На платформе GitHub была обнаружена новая уязвимость, которая может подвергнуть риску тысячи репозиториев. Уязвимость позволяет злоумышленникам эксплуатировать так называемое «состояние гонки» («Race Condition») в процессе создания репозитория и смены имени пользователя.
Элад Рапопорт, исследователь безопасности из Checkmarx, заявил следующее: «Успешная эксплуатация данной уязвимости затрагивает открытое программное обеспечение, позволяя захватить более 4000 пакетов кода на языках Go, PHP и Swift, а также GitHub Actions».
После ответственного раскрытия уязвимости 1 марта 2023 года, подконтрольная Microsoft платформа для хостинга кода устранила проблему 1 сентября 2023 года, поэтому сейчас пользователям GitHub ничего не угрожает.
Термин «RepoJacking» (захват репозитория) описывает технику, при которой потенциальный злоумышленник может обойти механизм безопасности хостинг-платформы и получить контроль над желаемым репозиторием.
В случае с описываемой уязвимостью GitHub злоумышленники могли создавать перенаправления на свои вредоносные репозитории, используя легитимные, но устаревшие пространства имён.
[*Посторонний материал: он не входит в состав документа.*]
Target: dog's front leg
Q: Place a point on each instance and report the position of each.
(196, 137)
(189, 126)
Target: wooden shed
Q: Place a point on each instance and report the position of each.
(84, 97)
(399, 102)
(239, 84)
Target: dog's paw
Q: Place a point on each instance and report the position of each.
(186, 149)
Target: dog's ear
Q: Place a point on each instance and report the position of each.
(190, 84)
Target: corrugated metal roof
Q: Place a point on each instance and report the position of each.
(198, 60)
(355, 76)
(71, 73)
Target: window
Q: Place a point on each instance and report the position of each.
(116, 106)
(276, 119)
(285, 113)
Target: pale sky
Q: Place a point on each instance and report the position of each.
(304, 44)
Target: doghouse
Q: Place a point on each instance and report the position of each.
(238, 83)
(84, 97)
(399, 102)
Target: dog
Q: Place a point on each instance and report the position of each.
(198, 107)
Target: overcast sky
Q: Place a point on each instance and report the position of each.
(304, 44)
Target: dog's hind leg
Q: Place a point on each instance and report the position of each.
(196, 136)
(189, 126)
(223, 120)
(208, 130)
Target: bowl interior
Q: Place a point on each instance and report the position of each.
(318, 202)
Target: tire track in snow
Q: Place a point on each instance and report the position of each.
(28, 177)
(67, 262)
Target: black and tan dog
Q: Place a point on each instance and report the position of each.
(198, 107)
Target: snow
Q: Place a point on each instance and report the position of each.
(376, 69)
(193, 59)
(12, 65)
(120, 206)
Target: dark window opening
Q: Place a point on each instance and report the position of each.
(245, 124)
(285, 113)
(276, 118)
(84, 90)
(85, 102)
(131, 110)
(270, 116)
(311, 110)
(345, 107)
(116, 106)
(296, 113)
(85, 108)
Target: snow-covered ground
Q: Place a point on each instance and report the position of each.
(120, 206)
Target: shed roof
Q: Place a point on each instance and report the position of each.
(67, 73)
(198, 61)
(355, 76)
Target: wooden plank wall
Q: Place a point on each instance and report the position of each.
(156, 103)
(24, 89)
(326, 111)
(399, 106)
Этот метод мог потенциально привести к атакам на цепочку поставок программного обеспечения.
https://www.securitylab.ru/upload/me...h68p8fmljf.png
Схема и потенциальный ущерб атаки
Существующая защита, введённая сервисом ещё в 2018 году, предотвращает создание нового репозитория с тем же именем, если у репозитория уже есть более 100 клонов в момент переименования аккаунта пользователя. Однако, как выяснилось, этот защитный механизм можно было обойти благодаря вышеописанной уязвимости.
Примечательно, что в конце прошлого года представители GitHub уже устраняли аналогичную уязвимость , которая также могла привести к атакам типа «RepoJacking».
В целом, эксперты считают, что с механизмом переименования репозиториев связана целая уйма рисков и, кто знает, может в будущем злоумышленники найдут новые способы для эксплуатации этого механизма.